Saturday was the grand opening and over 2,400 people came that day including some of the artists themselves. Eckhardt said the museum anticipates about 5,000 people to come before they take down the exhibit. The response from the community so far has been full of excitement and admiration for the kids creativity.

“You’ll see things that personally represent kids ideas and emotions, things that explore famous artists and art history,” said Eckhardt of the hundreds of paintings and drawings that hang on the walls. “Things that focus on technique and media. It runs the gamut.”

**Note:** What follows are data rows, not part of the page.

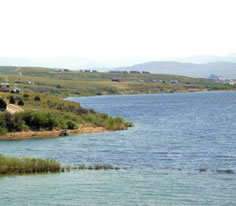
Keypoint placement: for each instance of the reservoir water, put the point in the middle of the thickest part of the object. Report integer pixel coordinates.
(174, 135)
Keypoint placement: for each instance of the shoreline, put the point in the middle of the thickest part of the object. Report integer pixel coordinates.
(124, 94)
(51, 134)
(66, 98)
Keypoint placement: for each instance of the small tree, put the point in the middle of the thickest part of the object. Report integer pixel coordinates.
(36, 98)
(3, 105)
(12, 100)
(26, 96)
(21, 102)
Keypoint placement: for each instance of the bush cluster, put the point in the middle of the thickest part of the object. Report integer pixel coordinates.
(33, 121)
(13, 165)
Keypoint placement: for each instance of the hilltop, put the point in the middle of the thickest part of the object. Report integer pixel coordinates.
(75, 83)
(222, 68)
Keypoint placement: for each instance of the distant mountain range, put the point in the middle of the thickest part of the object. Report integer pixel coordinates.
(225, 69)
(195, 66)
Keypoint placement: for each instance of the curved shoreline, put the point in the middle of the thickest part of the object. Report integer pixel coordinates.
(50, 134)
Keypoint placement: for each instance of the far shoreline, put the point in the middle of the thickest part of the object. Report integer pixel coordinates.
(50, 134)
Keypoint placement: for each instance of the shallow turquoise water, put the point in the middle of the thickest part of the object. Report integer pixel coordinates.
(174, 135)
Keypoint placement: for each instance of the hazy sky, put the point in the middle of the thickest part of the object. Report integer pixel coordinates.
(117, 28)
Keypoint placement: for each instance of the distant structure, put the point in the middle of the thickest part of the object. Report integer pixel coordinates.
(62, 70)
(174, 82)
(115, 80)
(215, 77)
(5, 87)
(134, 72)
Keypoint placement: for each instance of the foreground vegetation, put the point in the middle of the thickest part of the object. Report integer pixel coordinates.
(13, 165)
(72, 83)
(46, 112)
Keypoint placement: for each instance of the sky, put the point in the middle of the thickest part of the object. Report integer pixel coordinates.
(103, 29)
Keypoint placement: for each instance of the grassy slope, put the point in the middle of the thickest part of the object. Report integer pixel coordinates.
(80, 83)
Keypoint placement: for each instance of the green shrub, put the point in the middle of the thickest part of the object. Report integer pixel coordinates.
(21, 102)
(37, 98)
(26, 96)
(3, 105)
(71, 124)
(12, 100)
(13, 165)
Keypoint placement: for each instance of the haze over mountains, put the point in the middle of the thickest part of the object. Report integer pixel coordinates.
(195, 66)
(225, 69)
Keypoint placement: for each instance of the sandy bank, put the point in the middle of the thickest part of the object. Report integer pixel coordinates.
(49, 134)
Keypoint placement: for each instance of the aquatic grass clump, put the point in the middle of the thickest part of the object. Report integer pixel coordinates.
(225, 171)
(95, 167)
(13, 165)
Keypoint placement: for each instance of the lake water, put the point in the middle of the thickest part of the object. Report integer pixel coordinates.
(174, 135)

Eckhardt said the KIA has been doing this exhibit since the 1970s. In the fall of 2015, they reached out to each of the 60 schools in Kalamazoo County that has an arts program and requested the teachers submit artwork that best represents their school. This year, thousands of pieces of art are currently on display.

“I think it’s important to showcase for the community at large just how vibrant and exciting the arts education programs in our schools are,” said Eckhardt. “Often the art goes up in a school or comes home to a refrigerator but this is a chance for us to put it out there for everyone in the community to see and enjoy it.”

Eckhardt explained that the exhibit is also a way to show patrons the importance of arts education in schools. Whenever a school faces budgets cuts, arts programs are the first to go. But she believes that art allows kids to develop in ways that subjects like math and science cannot.

“It’s a chance to work in an area where’s there's no “yes” or “no” answers,” said Eckhardt. “They have a problem to solve, usually when you’re creating a work of art, there’s many good solutions and it offers kids a chance to work on that creativity and problem-solving skills.”

Eckhardt said the exhibit was free for only the opening. There’s a small fee to pay when you get to the front door. And all of the money goes to the museum and arts education.

“How can you not love it?” said Eckhardt while smiling. “These are the artist of the future.”